Another contemporary, Cathy Courtney, agrees: ‘My experience of that place was horrendous. It has affected my whole life. The nuns told me my mother was dead and she wasn’t. Those with no parents got the full brunt of it because they couldn’t tell anyone.’
‘It was a thousand times worse than Judith tells it in the book. It was a dark and devious time and there certainly was sexual abuse.’ Tracy Robinson says she was treated worse because she was of mixed race. ‘I’ve got scars all over my body from them but the worst scars are the mental ones. The nuns said black people had no souls and they used to say: “’Come on girls, call her nigger.” I had to fight for my survival.’ Phyllis Durham admits she prefers to put a happier gloss on her memories. ‘It was my parents who abandoned me - I can’t blame the nuns for that.

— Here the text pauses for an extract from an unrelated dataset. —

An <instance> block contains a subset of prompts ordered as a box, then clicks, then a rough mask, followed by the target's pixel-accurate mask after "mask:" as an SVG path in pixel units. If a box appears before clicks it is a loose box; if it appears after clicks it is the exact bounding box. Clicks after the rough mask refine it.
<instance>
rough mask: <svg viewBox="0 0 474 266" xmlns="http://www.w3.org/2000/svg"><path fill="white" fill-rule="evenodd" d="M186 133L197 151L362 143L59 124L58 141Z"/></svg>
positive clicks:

We girls were closer than sisters and after we left we used to go back to that convent as a meeting place. My husband would say to me: “If it’s so bad, why do you all keep going back?’” But for some of the women, there is no getting over their experiences. ‘Some of us can’t forget it,’ says Marjorie. ‘I’ve had a hell of a life because of it and the anger and hurt will neve
r go away.’ Because of the plagiarism, Kelly’s publisher has cancelled plans for a paperback edition and she acknowledges she has only herself to blame. ‘That is the tragedy of this book - that I did something stupid like that but it’s still the same story. For some people I have opened up memories which are difficult to accept. I know that and I’m sorry I’ve done it to them.’
© Daily Express. All rights reserved
Appendix 3
Review of Rock Me Gently by Judith Kelly
Terry Connor
Young Minds Magazine, Issue 76 May/June 2005
Journey from a Frozen Soul
This disturbing but moving ‘true story of a convent childhood’ is a far more composite personal account than the subtitle suggests. In fact, the writer spent a relatively short period of three years from the age of eight at a convent ‘orphanage’ on the south coast. This is in no way to diminish the terrible and enduring impact of this experience on her life but rather to draw attention to the more expansive nature of her affecting story.
Memories of the convent resurface when, in her late twenties, Kelly comes across a diary and an old album kept by her during those dark days. These contain frozen images in word and photographs of her former classmates beside black veiled nuns on the beach or against the familiar background of the convent facade. Pictures which, reproduced on the book jacket, suggest a dreadful sadness in such tiny lives.
The story of a haunted childhood is inevitably linked to issues of abandonment and loss, and bereavement runs through this book like the thread that joins the ubiquitous rosary beads. Kelly’s publican father died an alcoholic at twenty-nine: ‘I watched him down numerous bottles of his own prickly water, with their brass-bright depths. Then one afternoon he lay on the floor and wouldn’t get up.’ Shortly afterwards she was left by her mother in the care of the nuns. Additional information about her early family life would have been helpful in providing more background context given that these were the 1950s when institutional care was viewed as rescue and there was little or no understanding of the effects of separation.